Osoby czytające wydania polityki

Wiarygodność w czasach niepewności

Wypróbuj za 11,90 zł!

Subskrybuj
Świat

Z frontu gender

Zhou Enlaia Zhou Enlaia Keystone / Getty Images

W Państwie Środka zanosi się na przełom. Sąd w mieście Czangsza uznał skargę 26-letniego Suna Wenlina na decyzję miejscowego urzędu stanu cywilnego, który nie godził się, by Sun poślubił swojego 36-letniego partnera. Sąd decyzję urzędników uchylił i zdecyduje – w pierwszej takiej sprawie w ChRL – czy małżeństwo można zarejestrować. Prawo rodzinne nie zakazuje wprost małżeństw osób tej samej płci, ale też wprost ich nie dopuszcza. Narzeczeni mają jednak nadzieję, że sąd weźmie pod uwagę, że prawo deklaruje ochronę tak swobody wyboru partnerów (kiedyś w Chinach normą były małżeństwa kojarzone przez rodziny), jak i równość płci.
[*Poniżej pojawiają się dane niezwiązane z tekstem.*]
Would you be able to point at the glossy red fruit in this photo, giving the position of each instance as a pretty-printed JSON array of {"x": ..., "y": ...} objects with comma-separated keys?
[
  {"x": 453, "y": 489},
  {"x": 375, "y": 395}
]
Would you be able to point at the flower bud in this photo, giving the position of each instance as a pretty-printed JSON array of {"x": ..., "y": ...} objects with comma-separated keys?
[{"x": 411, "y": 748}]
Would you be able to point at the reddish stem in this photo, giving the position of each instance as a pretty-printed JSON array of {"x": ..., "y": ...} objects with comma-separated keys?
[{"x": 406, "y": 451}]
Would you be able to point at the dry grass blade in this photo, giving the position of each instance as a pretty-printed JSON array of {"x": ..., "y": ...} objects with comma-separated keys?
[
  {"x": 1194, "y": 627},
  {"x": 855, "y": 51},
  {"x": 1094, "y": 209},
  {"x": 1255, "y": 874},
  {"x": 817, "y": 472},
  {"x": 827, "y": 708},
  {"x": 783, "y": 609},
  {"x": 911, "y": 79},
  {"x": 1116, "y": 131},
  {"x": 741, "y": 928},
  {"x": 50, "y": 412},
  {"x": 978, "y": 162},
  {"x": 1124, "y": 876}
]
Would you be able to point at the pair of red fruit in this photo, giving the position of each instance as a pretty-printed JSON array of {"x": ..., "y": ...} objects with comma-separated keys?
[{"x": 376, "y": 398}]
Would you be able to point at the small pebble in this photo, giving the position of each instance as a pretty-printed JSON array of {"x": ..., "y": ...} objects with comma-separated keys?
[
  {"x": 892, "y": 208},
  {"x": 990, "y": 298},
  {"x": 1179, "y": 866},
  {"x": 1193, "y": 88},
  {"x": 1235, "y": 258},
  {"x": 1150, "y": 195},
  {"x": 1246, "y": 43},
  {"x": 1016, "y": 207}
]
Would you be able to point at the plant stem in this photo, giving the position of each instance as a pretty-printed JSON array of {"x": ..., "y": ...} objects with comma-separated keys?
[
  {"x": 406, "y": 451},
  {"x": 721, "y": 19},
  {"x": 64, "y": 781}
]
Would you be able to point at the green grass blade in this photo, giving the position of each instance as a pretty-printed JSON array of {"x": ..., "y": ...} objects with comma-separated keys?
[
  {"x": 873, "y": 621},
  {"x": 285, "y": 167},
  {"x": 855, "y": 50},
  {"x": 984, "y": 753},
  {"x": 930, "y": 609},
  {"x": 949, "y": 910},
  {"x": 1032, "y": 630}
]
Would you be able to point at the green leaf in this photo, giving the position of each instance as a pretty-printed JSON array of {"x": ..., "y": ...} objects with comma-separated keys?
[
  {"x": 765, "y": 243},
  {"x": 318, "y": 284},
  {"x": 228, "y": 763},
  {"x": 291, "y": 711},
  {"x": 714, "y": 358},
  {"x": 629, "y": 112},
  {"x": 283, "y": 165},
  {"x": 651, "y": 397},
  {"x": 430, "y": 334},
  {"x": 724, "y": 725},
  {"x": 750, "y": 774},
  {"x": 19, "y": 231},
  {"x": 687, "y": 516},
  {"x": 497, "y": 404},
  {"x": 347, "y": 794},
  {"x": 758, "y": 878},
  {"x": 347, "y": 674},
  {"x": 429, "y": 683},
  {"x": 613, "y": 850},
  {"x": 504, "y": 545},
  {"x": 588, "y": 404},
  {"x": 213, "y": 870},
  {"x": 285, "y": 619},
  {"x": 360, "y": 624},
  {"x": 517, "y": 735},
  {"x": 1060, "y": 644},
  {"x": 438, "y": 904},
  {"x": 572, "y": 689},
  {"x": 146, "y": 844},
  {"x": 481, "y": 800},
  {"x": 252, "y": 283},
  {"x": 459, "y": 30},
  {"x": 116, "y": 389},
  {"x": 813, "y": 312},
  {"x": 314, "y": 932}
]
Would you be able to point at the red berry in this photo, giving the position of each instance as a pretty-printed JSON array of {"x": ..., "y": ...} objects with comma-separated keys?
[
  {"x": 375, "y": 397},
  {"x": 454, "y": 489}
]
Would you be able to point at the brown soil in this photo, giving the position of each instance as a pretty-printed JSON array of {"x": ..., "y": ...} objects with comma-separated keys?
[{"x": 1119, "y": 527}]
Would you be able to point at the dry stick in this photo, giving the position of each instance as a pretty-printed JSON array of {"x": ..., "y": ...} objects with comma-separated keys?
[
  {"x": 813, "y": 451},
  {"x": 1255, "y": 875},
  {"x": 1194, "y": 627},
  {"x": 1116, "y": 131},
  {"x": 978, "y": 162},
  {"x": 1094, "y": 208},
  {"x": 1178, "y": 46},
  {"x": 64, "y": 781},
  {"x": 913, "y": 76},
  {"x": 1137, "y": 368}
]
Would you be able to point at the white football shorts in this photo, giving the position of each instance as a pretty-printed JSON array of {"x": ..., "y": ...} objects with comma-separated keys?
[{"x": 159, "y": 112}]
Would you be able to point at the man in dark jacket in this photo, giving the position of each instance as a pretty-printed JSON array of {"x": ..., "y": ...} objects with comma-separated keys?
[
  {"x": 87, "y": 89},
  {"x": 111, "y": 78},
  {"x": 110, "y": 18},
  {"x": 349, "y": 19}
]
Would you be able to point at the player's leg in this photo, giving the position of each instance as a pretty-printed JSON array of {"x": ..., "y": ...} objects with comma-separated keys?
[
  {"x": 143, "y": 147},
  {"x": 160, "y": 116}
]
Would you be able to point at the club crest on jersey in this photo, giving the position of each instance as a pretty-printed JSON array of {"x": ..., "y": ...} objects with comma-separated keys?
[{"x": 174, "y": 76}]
Od 2001 r. homoseksualizm wykreślono z listy chorób psychicznych, ale pozostaje on silnym tabu. Np. policjant odwiedzający Suna przekonywał go, w duchu chińskiego przywiązania do kultu przodków, że małżeństwo musi mieć dzieci, by mogło przetrwać nazwisko. W tym względzie swoim purytańskim odruchom jest wierna partia komunistyczna. Kłopotem dla niej stała się wydana właśnie w Hongkongu biografia Zhou Enlaia. Zdaniem autorki pierwszy premier ChRL i najjaśniejsza gwiazda rewolucji miał być gejem, co ponoć wyjaśnia wiele z jego posunięć politycznych. Na wszelki wypadek, by nie rozgłaszać liberalnych miazmatów, w kontynentalnych Chinach książki nie dopuszczono na półki księgarń.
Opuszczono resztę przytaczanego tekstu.